Another teenager was today charged with terrorism-related offences following police raids over an alleged Islamic State-inspired plot to carry out attacks at a ceremony commemorating martyred soldiers in Australia.
It came after the arrest of a 14-year-old British boy in the UK over an alleged terror plot at a World War I centenary event in Australia.
The 18-year-old man who was being held on a Preventative Detention order without charge was released last night but promptly re-arrested, according to media reports, state police and Australian Federal Police who confirmed the arrest. He is due to appear before Melbourne Magistrates Court today.
The accused from the suburb of Hampton Park was charged with conspiracy to commit acts done in preparation for, or planning terrorist acts, police said.
On Saturday, Over 200 police officials carried out anti- terror raids across Melbourne and arrested five teenagers over an alleged plan to attack Anzac Day parade ceremonies. Though police arrested five men, only three were charged as two had been released without charge.
Sevdet Besim, 18, was charged with conspiring to commit a terrorist act and had appeared in the Melbourne Magistrates Court. He was remanded in custody to reappear on Friday, police said.
Narre Warren, 18, was also charged on summons with weapons offences. He is due to appear in court at a later date. Another teenager was charged along with them. The two other men, aged 18 and 19, were released pending further inquiries, police said.

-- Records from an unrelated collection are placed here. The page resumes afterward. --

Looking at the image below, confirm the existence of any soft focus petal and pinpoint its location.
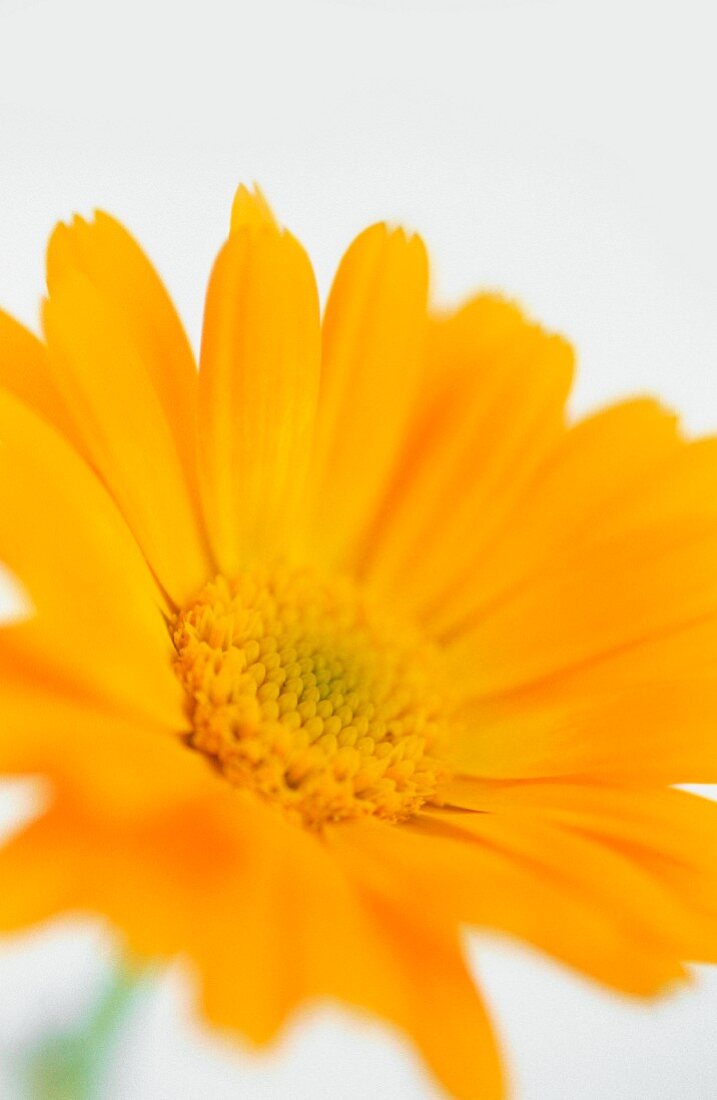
[362,296,573,630]
[199,188,319,574]
[311,224,428,564]
[0,382,181,724]
[44,227,210,602]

Police have alleged that the two 18-year-olds charged were planning an IS-inspired attack at a Melbourne Anzac Day event targeting police officers. The plot reportedly involved running a police officer over and then killing him with a knife, according to an ABC program.
The arrested teenagers are said to have closer links with a senior Australian jihadist Neil Prakash, 23, who is said to be of Fijian-Indian and Cambodian background, police said.
Prakash, said to be a convert, travelled to Syria in early 2013 where he was known as Abu Khalid al-Cambodi. He is now the chief recruiter of Australians for IS, taking over after the death of Mohammed Ali Baryalei last year. Authorities believe Prakash was crucial to the Anzac Day plot.